Sistema de trading SESUR9M

Da Thinkfn

Por João Dinis de Sousa Finbolsa.com (http://www.finbolsa.com) Escrito em 21 de Setembro de 2009

Com este artigo pretendo apresentar um sistema de investimento baseado em Dados Fundamentais que tem dado bons resultados nos últimos anos (desde 2003 até 2008). Podemos dizer que se baseia em Dados Fundamentais, embora não nos métodos clássicos de Análise Fundamental (cálculo dos Discounted Cash-Flows, etc). O acrónimo do sistema é SESUR9M, que significa: Sistema baseado na Selecção de Expansão SUstentada e Rentabilidade, por Análise dos Resultados dos Primeiros 9 Meses. As características do sistema são as seguintes.

Características gerais

Enfoque em acções. A alocação do capital é exclusivamente em acções. Não quer dizer que se não deva complementar com outros activos para equilibrar o risco. Mas o sistema refere-se à parte que é alocada a acções. Classicamente, as acções tendem a bater todos os outros investimentos a longo prazo.
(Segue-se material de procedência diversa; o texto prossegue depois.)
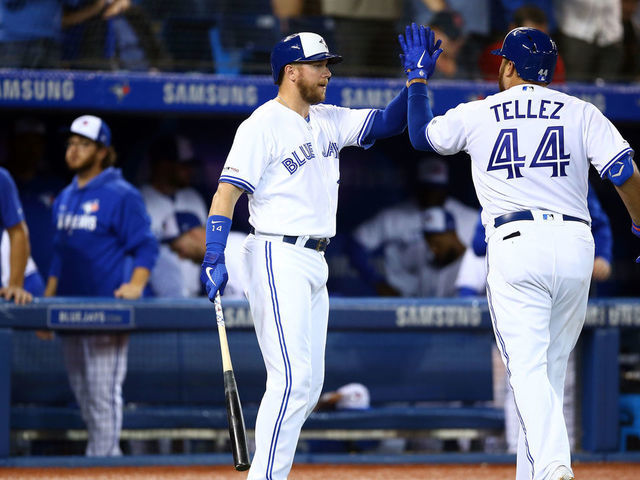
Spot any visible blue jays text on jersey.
[282,142,340,175]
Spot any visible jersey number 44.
[487,126,570,179]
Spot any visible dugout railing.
[0,298,640,457]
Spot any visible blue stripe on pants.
[264,242,291,480]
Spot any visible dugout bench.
[0,298,640,457]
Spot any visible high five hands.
[398,23,442,82]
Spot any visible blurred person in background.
[140,135,207,297]
[0,0,130,68]
[350,158,476,297]
[620,0,640,81]
[6,117,64,275]
[321,0,402,77]
[554,0,623,82]
[45,115,158,456]
[429,10,471,79]
[420,207,484,298]
[63,0,171,71]
[0,168,33,304]
[404,0,495,78]
[478,4,566,83]
[0,230,44,297]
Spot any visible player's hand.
[591,257,611,282]
[398,23,442,80]
[200,252,229,302]
[631,220,640,263]
[0,287,33,305]
[113,283,144,300]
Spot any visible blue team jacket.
[49,168,158,297]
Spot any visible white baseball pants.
[243,233,329,480]
[487,215,594,480]
[60,333,129,457]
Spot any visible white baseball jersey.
[225,100,374,480]
[425,84,633,480]
[220,100,374,238]
[140,185,208,297]
[426,85,631,238]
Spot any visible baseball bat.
[214,293,251,472]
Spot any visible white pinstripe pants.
[243,234,329,480]
[60,333,129,456]
[487,220,594,480]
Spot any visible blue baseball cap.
[271,32,342,83]
[69,115,111,147]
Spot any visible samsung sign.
[162,82,259,107]
[0,78,75,102]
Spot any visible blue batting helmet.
[271,32,342,83]
[491,27,558,83]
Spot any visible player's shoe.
[551,465,575,480]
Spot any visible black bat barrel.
[224,370,251,471]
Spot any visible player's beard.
[69,149,101,176]
[297,80,329,105]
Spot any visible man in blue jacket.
[45,115,158,456]
[0,168,32,304]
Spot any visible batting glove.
[631,220,640,263]
[398,23,442,80]
[200,252,229,302]
[200,215,231,302]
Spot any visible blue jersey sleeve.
[587,188,613,263]
[362,87,408,145]
[0,168,24,231]
[407,83,434,152]
[471,217,487,257]
[115,189,158,270]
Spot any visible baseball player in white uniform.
[400,25,640,480]
[202,32,406,480]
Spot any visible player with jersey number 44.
[201,32,407,480]
[400,25,640,480]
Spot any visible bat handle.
[214,292,233,372]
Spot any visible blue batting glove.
[398,23,442,80]
[200,215,231,302]
[631,220,640,263]
[200,252,229,302]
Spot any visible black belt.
[493,210,591,228]
[249,227,329,252]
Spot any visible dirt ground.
[0,463,640,480]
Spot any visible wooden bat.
[214,293,251,471]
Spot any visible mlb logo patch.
[81,199,100,215]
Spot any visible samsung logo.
[396,305,482,328]
[162,82,258,106]
[0,78,75,102]
[340,87,398,108]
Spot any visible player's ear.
[283,63,298,82]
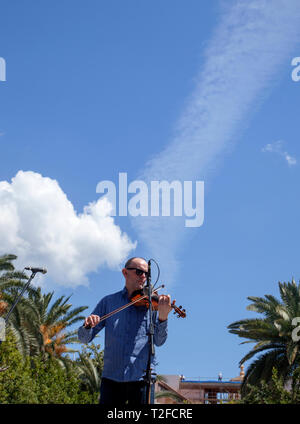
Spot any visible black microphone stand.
[0,270,38,345]
[144,259,155,404]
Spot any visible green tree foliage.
[228,280,300,395]
[0,332,98,404]
[0,255,103,404]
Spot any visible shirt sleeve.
[154,314,168,346]
[77,298,106,344]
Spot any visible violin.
[130,289,186,318]
[85,285,186,329]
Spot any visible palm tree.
[23,288,88,358]
[228,279,300,393]
[0,255,87,358]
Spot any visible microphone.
[25,266,47,274]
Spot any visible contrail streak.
[132,0,300,284]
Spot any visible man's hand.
[158,294,174,321]
[83,315,100,328]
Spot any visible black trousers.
[100,378,154,405]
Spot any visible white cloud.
[133,0,300,284]
[0,171,135,286]
[262,140,297,166]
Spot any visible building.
[155,365,245,404]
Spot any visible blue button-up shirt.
[78,287,168,381]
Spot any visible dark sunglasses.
[126,268,149,277]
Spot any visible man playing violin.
[78,257,172,405]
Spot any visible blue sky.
[0,0,300,378]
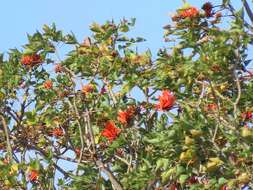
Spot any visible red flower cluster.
[28,170,39,182]
[52,128,63,137]
[43,80,53,90]
[54,64,63,73]
[179,7,199,19]
[156,90,176,110]
[202,2,213,17]
[75,148,81,156]
[242,111,252,120]
[207,104,218,111]
[21,54,42,66]
[101,121,121,142]
[187,176,198,185]
[118,106,135,124]
[220,185,229,190]
[82,84,94,95]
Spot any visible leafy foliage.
[0,1,253,190]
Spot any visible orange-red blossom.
[156,90,176,111]
[21,54,42,66]
[101,121,121,142]
[43,80,53,90]
[82,84,94,95]
[52,128,64,137]
[28,170,39,182]
[117,106,135,124]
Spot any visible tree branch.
[0,113,13,160]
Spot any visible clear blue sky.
[0,0,240,53]
[0,0,245,188]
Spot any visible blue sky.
[0,0,240,53]
[0,0,245,188]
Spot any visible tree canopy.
[0,0,253,190]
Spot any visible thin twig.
[0,113,13,160]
Buy and Hold permanente. Está-se sempre investido longo, permanentemente, sem um único dia de excepção, e com 100% do capital destinado a acções investido segundo o sistema. A lógica é desistir conscientemente de tentar determinar momentos de entrada ou saída, de estar fora, etc, por não haver qualquer evidência de que essas tentativas confiram algum retorno a 95% dos investidores.
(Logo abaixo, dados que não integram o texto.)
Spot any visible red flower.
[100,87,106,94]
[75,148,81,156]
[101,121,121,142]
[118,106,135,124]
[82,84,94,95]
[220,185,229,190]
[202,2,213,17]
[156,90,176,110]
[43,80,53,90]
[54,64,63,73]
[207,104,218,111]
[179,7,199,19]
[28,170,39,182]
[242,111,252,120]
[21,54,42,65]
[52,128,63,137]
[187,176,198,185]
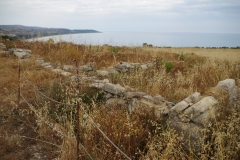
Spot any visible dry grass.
[0,38,240,159]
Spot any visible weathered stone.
[216,79,236,94]
[216,79,238,108]
[184,92,200,105]
[63,65,74,71]
[89,79,109,89]
[108,67,119,75]
[140,99,169,119]
[169,101,189,117]
[115,62,132,72]
[124,92,147,99]
[96,70,109,76]
[81,76,97,82]
[124,92,146,99]
[191,92,201,103]
[105,98,127,108]
[127,98,140,112]
[179,96,219,125]
[103,83,126,95]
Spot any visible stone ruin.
[2,46,240,150]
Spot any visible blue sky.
[0,0,240,33]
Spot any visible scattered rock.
[96,70,109,77]
[105,98,127,108]
[103,83,126,95]
[9,48,32,59]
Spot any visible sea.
[31,31,240,47]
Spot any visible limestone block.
[169,101,189,117]
[183,96,219,125]
[96,70,109,76]
[216,79,236,94]
[63,65,74,71]
[103,83,126,95]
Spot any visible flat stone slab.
[103,83,126,95]
[63,65,74,71]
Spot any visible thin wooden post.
[18,61,21,107]
[73,59,80,160]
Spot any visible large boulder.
[78,62,96,72]
[216,79,240,109]
[9,48,32,59]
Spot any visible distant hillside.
[0,25,99,39]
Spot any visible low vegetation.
[0,40,240,160]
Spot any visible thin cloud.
[0,0,240,32]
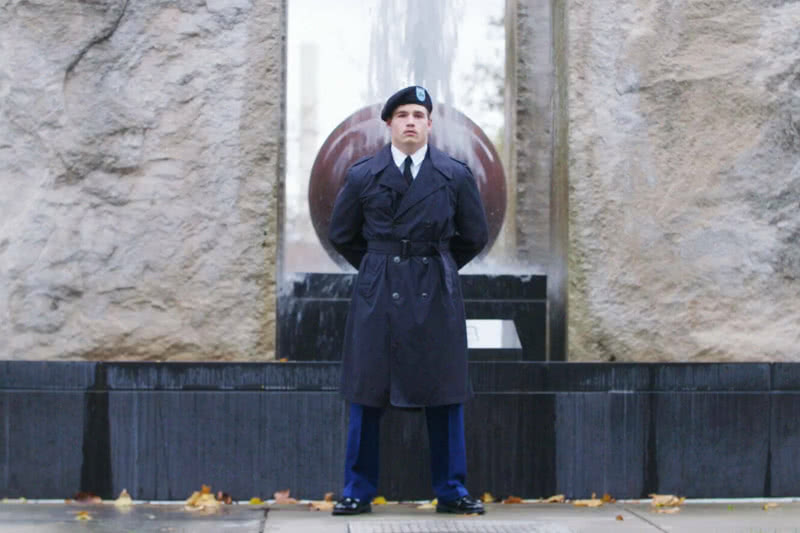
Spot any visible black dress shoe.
[436,495,486,514]
[333,498,372,515]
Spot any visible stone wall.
[0,0,286,360]
[567,0,800,361]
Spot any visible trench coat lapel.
[369,144,408,194]
[394,145,452,218]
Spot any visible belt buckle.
[400,239,411,259]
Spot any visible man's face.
[388,104,432,155]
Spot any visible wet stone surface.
[0,503,267,533]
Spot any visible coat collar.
[394,147,449,219]
[369,143,453,181]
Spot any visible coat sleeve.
[450,165,489,268]
[328,168,367,270]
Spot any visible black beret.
[381,85,433,121]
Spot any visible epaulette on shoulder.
[350,155,374,168]
[447,154,469,168]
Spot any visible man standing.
[330,86,488,515]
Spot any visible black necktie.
[403,155,414,187]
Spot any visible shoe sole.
[331,509,372,516]
[436,507,486,514]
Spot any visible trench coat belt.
[367,239,449,257]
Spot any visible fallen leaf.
[72,491,103,503]
[650,494,686,507]
[184,485,220,512]
[311,500,334,511]
[273,489,297,505]
[572,498,603,507]
[114,489,133,507]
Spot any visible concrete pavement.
[0,500,800,533]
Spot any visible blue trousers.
[342,403,468,501]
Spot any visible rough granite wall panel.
[568,0,800,361]
[0,0,286,360]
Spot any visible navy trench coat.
[329,145,488,407]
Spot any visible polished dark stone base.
[0,362,800,500]
[278,273,558,361]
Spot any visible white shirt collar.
[392,143,428,172]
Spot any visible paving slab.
[0,501,800,533]
[624,501,800,533]
[264,504,658,533]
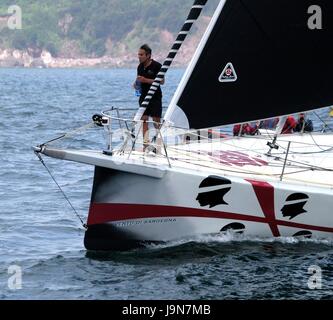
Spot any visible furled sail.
[165,0,333,129]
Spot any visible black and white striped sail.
[134,0,208,121]
[165,0,333,128]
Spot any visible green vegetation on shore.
[0,0,219,57]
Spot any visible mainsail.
[165,0,333,129]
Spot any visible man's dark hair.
[140,44,152,55]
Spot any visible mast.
[134,0,208,121]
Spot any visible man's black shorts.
[140,98,162,118]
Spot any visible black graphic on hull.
[293,230,312,239]
[281,193,309,220]
[221,222,245,233]
[196,176,231,208]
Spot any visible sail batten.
[165,0,333,129]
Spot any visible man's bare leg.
[142,116,149,151]
[153,117,162,154]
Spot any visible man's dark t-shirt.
[138,60,162,101]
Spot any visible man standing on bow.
[133,44,164,149]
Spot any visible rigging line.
[170,157,316,179]
[35,151,88,229]
[169,144,333,173]
[268,153,333,172]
Rotação de carteira anual. A carteira é rodada uma vez por ano, de acordo com nova análise feita, com os novos dados, e é detida por um ano e um dia. Depois de garantir a venda das acções que se tinha, não se deve esperar mais do que algumas horas para comprar as novas. Tudo no mesmo dia. De preferência acções líquidas, para facilitar a sua transacção rápida, sem enfrentar spreads altos. Dar ordens ao melhor no fim do dia, se necessário for, para garantir que tudo fica feito rápido. A rotação anual tem a vantagem adicional de escapar ao imposto sobre mais valias. De preferência entre 5 e 8 acções distintas (com menos de 5, o risco é grande; com muito mais de 8, torna-se difícil a carteira suplantar significativamente o índice de referência).

Momento da rotação. Os primeiros dias de Dezembro são um momento ideal porque, não só já se sabem os resultados anuais do ano transacto, mas também os dos primeiros 9 meses do ano corrente. Estes últimos permitem extrapolações para o total do ano. Antecipa-se assim, qualquer rally do início do próximo ano que premeie as empresas que tiveram melhores resultados.
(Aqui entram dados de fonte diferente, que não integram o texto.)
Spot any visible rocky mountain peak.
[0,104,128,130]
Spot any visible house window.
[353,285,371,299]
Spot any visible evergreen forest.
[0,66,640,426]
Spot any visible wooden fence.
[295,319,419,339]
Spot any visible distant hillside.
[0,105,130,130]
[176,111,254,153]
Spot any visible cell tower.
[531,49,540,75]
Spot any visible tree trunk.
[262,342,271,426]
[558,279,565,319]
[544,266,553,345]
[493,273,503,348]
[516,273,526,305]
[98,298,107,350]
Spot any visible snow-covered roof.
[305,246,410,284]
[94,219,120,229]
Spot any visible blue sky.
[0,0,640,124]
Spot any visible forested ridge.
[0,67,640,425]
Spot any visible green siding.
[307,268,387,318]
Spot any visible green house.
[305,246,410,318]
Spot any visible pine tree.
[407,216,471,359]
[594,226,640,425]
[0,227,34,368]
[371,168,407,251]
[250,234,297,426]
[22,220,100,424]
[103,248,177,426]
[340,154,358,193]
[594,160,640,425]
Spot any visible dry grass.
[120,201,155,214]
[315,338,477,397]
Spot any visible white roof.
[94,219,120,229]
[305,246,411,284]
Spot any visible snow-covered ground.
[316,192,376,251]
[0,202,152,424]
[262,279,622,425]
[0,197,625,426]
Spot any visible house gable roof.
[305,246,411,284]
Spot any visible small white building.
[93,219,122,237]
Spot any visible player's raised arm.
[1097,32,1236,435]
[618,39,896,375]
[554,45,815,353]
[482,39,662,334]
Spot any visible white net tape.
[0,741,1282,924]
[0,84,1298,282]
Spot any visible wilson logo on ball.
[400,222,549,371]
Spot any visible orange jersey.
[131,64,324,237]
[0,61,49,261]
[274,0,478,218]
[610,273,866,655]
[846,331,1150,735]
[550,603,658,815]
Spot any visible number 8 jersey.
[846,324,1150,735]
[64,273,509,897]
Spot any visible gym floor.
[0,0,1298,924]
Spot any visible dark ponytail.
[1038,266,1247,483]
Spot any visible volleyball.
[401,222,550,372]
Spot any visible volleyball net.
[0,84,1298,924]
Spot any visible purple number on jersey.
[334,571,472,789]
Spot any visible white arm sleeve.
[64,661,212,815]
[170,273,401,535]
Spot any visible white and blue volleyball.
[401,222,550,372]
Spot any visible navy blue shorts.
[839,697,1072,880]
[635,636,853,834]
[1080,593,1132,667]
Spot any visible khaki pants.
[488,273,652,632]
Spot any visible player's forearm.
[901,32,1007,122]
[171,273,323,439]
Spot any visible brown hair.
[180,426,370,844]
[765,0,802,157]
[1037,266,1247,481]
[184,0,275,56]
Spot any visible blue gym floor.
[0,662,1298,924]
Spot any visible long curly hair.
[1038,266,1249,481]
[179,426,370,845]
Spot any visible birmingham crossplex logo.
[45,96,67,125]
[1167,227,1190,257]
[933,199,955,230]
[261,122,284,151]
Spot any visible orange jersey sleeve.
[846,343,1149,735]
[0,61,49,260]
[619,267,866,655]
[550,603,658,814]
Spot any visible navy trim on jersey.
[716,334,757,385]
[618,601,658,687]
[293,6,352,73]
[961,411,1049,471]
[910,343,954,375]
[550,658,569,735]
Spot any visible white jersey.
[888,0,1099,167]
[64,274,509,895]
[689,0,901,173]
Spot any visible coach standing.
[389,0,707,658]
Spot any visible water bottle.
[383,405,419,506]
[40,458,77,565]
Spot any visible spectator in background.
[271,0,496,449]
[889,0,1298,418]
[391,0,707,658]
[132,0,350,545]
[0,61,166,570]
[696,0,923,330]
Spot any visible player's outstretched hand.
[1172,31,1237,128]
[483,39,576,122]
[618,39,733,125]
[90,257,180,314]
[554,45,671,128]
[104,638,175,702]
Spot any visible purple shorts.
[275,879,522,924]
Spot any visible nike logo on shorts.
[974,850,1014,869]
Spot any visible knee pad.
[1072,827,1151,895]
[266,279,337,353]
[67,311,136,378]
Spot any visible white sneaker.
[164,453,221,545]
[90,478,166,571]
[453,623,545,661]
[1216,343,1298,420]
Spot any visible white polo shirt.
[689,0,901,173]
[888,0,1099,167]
Objectivo e sua lógica. O objectivo não é ter retorno positivo em todos os anos, mas sim bater o mercado (o índice principal do mercado). Por exemplo, se o mercado ganhar 20% e a carteira ganhar 28%, ou se o mercado cair 15%, e a carteira perder apenas 10%, considera-se que esse ano foi positivo. Ao fim de vários anos, como os índices de acções batem todos os outros investimentos, se este sistema bater o índice por 5-10% ao ano, o incremento de património será grande. De notar que Warren Buffett fez uma fortuna colossal também com um sistema fundamental de Buy and Hold, e com ganhos anuais supranormais apenas moderadamente acima destes. Se nós ganharmos 10,000 vezes menos do que ele, já será bem bom. De notar ainda que a carteira recebe os dividendos, que às vezes não entram nos cálculos oficiais do índice principal (por exemplo, o PSI 20 não os inclui; por isso, se compararmos a performance de qualquer carteira Buy and Hold com este índice, o resultado diferencial desta é na realidade maior do que o calculado, por ela receber os dividendos).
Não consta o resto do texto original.